Humidification is achieved by a rotor absorbing moisture from outdoor air and releasing it to the indoor air via a small hose between outdoor unit and indoor unit. That same hose also provides for ventilation, and a system can completely change the air in a 26 m2 room within 2 h. Air filtration is incorporated, as well as several stages of air purification to break down odours, viruses, moulds etc. Ururu Sarara is in three sizes to provide 2.8, 4.2 and 5.0 kW of cooling. Heating capability is 5.1, 4.3 and 4.0 kW. The smallest system achieves a COP of 5.0 in cooling. Daikin has also applied its refrigeration expertise to develop a combined refrigeration and air-conditioning system for small retail and convenience stores. Conveni-pack combines the functions of serving chilled- and frozen-food cabinets with heat-pump air conditioning. It was launched in Japan in 2003, and there are now over 20 000 installations.

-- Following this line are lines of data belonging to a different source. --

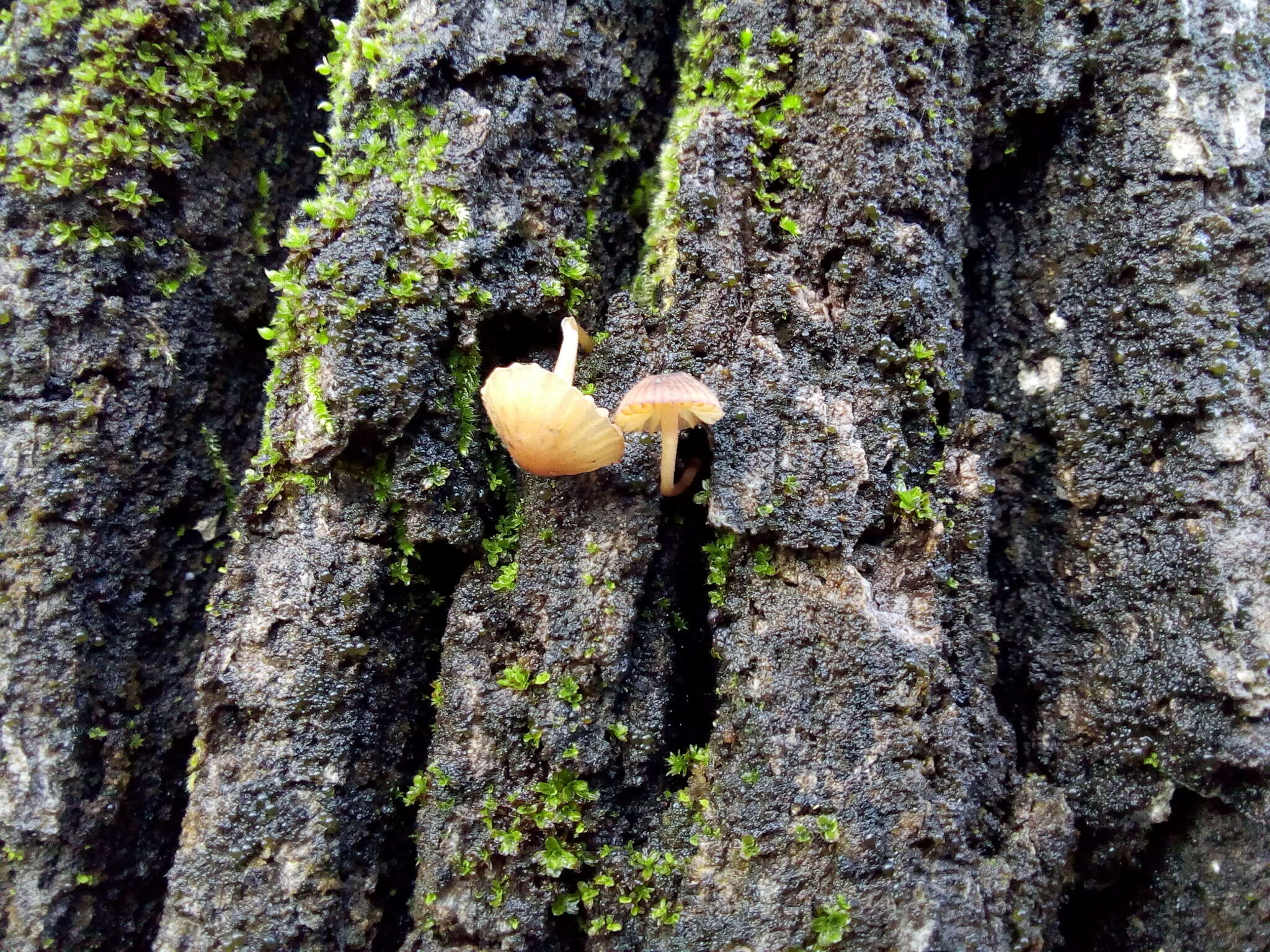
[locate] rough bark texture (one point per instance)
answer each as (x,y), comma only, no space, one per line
(131,395)
(961,640)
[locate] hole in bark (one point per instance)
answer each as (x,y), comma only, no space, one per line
(1100,919)
(691,711)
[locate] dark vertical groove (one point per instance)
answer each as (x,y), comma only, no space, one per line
(1094,914)
(694,676)
(418,612)
(1001,196)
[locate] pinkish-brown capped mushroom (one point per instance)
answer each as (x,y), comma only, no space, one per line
(667,403)
(549,427)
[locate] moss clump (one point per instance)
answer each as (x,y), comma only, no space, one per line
(151,87)
(752,87)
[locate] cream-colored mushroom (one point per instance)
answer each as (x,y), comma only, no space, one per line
(667,403)
(549,426)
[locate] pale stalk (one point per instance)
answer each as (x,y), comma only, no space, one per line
(568,359)
(670,448)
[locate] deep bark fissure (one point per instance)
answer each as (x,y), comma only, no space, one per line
(1095,915)
(426,611)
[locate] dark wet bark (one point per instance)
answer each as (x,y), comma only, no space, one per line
(959,641)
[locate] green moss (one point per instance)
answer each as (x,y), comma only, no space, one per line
(465,367)
(830,924)
(153,86)
(718,559)
(913,501)
(751,87)
(196,760)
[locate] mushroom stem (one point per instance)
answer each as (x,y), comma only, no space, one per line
(568,359)
(670,450)
(686,478)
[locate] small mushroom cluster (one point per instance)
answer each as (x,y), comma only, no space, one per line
(554,430)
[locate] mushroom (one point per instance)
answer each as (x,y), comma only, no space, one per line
(549,426)
(667,403)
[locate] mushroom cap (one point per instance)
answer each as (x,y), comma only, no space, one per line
(549,427)
(694,402)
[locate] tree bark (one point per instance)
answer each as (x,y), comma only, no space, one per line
(959,640)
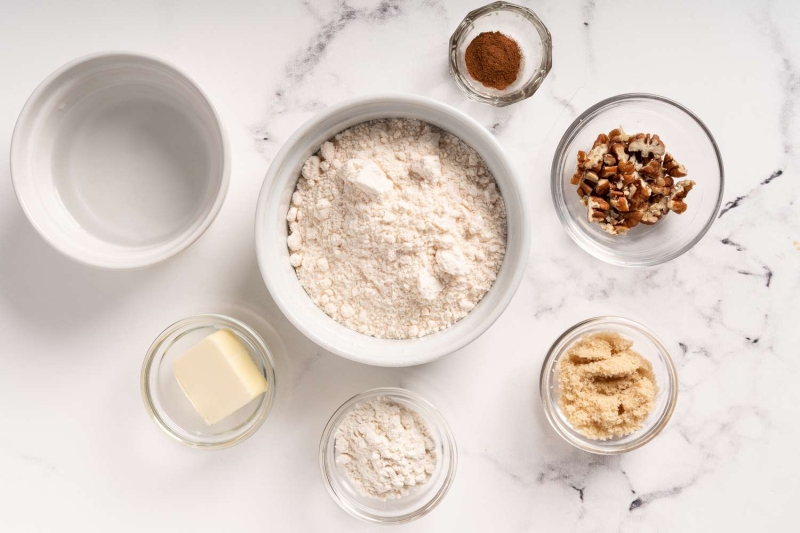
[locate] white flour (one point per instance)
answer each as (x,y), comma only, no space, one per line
(397,229)
(385,448)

By integrating the functions of heating and cooling the space and serving cold and frozen cabinets, Daikin’s Conveni-pack system achieves an energy-efficient installation with less outdoor plant.
Combining all three functions offers considerable energy-saving potential, particularly during winter when exhaust heat from freezers and refrigerators can be used to meet the space-heating requirement. Conveni-pack integrates four outdoor condensing units into a single unit, achieving a 60% reduction in installation footprint and lower noise levels than other systems. The system also addresses the problem of cold aisles that is common to convenience stores. A typical installation could comprise two outdoor units serving four indoor fan-coil units, one of which could be used as an overhead door heater, and several display cabinets from other companies. Each pack includes three compressors, providing backup and prioritising operation of refrigeration, heating and cooling at all times.